Published by UpTogether on
Sep 12, 2023 4:41:56 PM
UpTogether, a national nonprofit working to change how we address poverty, expressed alarm over newly-released U.S. Census Bureau data showing the child poverty rate more than doubled between 2021 and 2022. Experts cite the expiration of refundable tax credits and pandemic stimulus programs as the reason for the increase from 5.2% to 12.4% in one year – the largest since 2010.
“This increase in child poverty was avoidable.

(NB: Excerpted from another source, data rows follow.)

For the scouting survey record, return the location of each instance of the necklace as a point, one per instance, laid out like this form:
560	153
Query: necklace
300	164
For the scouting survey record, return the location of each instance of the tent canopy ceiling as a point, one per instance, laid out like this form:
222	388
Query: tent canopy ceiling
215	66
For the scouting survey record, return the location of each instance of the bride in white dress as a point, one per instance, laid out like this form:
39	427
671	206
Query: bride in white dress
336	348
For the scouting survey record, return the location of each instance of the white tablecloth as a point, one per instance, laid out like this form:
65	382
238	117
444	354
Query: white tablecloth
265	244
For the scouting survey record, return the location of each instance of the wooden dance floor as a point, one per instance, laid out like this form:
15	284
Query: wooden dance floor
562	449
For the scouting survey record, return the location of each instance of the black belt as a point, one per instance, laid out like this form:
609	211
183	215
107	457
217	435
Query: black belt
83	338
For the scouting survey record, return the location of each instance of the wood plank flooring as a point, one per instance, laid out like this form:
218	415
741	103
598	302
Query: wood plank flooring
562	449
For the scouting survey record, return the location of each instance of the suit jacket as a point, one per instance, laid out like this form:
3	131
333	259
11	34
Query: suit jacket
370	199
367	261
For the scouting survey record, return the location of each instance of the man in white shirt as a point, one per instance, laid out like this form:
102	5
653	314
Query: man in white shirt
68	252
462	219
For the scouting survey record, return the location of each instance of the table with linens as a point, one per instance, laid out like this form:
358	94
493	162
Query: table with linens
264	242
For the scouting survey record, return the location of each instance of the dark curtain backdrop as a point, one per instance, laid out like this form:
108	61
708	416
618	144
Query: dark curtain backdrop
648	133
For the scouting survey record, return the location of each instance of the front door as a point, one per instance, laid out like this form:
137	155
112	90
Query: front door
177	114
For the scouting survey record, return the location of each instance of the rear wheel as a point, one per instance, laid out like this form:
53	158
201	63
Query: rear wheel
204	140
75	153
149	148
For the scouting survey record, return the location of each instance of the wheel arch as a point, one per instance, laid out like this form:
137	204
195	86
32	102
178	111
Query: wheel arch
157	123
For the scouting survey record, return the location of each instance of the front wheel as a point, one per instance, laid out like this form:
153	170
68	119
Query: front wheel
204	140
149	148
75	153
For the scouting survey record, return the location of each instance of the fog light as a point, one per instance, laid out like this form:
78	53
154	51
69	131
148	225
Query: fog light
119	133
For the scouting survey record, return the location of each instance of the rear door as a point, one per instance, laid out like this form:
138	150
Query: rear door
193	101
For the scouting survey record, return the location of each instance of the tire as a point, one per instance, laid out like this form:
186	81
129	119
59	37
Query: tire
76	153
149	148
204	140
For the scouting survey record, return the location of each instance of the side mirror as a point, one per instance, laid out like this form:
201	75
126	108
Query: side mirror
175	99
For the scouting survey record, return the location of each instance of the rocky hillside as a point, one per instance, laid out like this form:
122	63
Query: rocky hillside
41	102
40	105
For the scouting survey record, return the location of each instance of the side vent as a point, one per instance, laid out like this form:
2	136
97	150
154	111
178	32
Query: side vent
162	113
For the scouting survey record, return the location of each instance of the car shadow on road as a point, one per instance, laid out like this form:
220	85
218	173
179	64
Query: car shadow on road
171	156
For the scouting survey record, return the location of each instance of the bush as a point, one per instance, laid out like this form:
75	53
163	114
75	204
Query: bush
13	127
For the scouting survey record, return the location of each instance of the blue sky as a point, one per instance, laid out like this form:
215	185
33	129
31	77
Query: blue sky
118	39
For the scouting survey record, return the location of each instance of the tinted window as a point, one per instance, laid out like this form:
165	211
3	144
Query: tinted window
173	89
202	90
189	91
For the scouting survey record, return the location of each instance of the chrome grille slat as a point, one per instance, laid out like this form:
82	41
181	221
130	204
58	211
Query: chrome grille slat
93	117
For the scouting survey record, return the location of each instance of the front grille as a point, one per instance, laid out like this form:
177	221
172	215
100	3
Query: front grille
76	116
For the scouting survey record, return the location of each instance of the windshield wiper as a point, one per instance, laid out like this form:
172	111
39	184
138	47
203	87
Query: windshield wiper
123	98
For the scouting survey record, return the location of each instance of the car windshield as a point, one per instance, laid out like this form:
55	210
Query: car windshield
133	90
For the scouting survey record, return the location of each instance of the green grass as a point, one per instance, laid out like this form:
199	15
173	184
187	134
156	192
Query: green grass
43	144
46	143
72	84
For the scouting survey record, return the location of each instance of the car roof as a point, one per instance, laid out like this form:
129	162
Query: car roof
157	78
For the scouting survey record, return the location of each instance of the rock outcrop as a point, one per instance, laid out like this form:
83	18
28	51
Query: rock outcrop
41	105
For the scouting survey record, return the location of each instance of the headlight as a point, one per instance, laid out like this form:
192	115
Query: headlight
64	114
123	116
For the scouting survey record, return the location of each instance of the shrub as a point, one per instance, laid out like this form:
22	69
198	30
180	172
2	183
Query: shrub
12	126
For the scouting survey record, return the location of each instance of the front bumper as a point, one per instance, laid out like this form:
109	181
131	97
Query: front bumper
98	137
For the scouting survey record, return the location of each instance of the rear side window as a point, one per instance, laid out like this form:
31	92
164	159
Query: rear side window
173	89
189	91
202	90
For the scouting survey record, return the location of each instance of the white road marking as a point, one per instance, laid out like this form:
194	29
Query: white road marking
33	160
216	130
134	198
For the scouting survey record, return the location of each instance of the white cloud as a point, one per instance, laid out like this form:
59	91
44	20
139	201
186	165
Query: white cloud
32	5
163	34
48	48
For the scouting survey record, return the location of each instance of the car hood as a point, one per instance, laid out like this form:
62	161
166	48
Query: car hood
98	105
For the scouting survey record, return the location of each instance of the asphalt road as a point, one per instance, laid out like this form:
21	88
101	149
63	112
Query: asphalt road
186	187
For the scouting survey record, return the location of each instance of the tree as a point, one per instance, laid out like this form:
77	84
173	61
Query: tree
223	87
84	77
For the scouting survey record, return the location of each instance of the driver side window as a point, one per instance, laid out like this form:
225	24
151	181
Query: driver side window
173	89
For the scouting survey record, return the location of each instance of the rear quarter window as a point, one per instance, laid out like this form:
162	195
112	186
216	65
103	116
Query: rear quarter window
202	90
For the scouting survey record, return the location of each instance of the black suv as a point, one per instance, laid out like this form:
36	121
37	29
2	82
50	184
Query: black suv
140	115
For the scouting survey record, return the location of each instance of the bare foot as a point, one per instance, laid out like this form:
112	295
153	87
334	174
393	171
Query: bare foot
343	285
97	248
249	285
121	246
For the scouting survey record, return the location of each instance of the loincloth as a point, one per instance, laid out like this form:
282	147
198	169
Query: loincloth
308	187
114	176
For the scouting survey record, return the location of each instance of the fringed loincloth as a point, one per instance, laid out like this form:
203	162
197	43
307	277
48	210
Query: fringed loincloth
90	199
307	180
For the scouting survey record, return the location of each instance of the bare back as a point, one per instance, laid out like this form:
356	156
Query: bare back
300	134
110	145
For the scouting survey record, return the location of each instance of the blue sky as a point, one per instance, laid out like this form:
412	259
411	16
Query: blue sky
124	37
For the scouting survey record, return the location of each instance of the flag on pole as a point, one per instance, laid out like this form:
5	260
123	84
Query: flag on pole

We know what works to alleviate poverty – policy makers chose not to do it,” said UpTogether CEO Jesús Gerena.
The U.S. Census also found the overall poverty rate increased nearly 7.8% to 12.4%. The data showing poverty has worsened uses the Supplemental Poverty Measure, which accounts for government assistance programs and geographic variations when measuring economic deprivation in households.
Since 2020, UpTogether has invested more than $195 million in unrestricted cash in more than 200,000 individuals and families in all 50 states. Our data shows UpTogether members primarily spend funds on basic needs, and experience increased housing and food stability and mental well-being.
UpTogether members also told us how the now-expired Child Tax Credit impacted their lives. For example, participants in our 25-month San Antonio cash transfer reported the Tax Credit expansion reduced stress related to parenting and providing for their family (48%), improved the household’s financial stability (40%), improved their household’s quality of life (33%), and allowed them to spend more time and resources on their children’s well-being (32%). (This represents survey data from 341 members.)
“UpTogether’s approach of trusting and investing in people demonstrates how they will find their own pathways to socioeconomic mobility. People need deeper and sustained investments to get ahead and stay ahead,” Gerena said.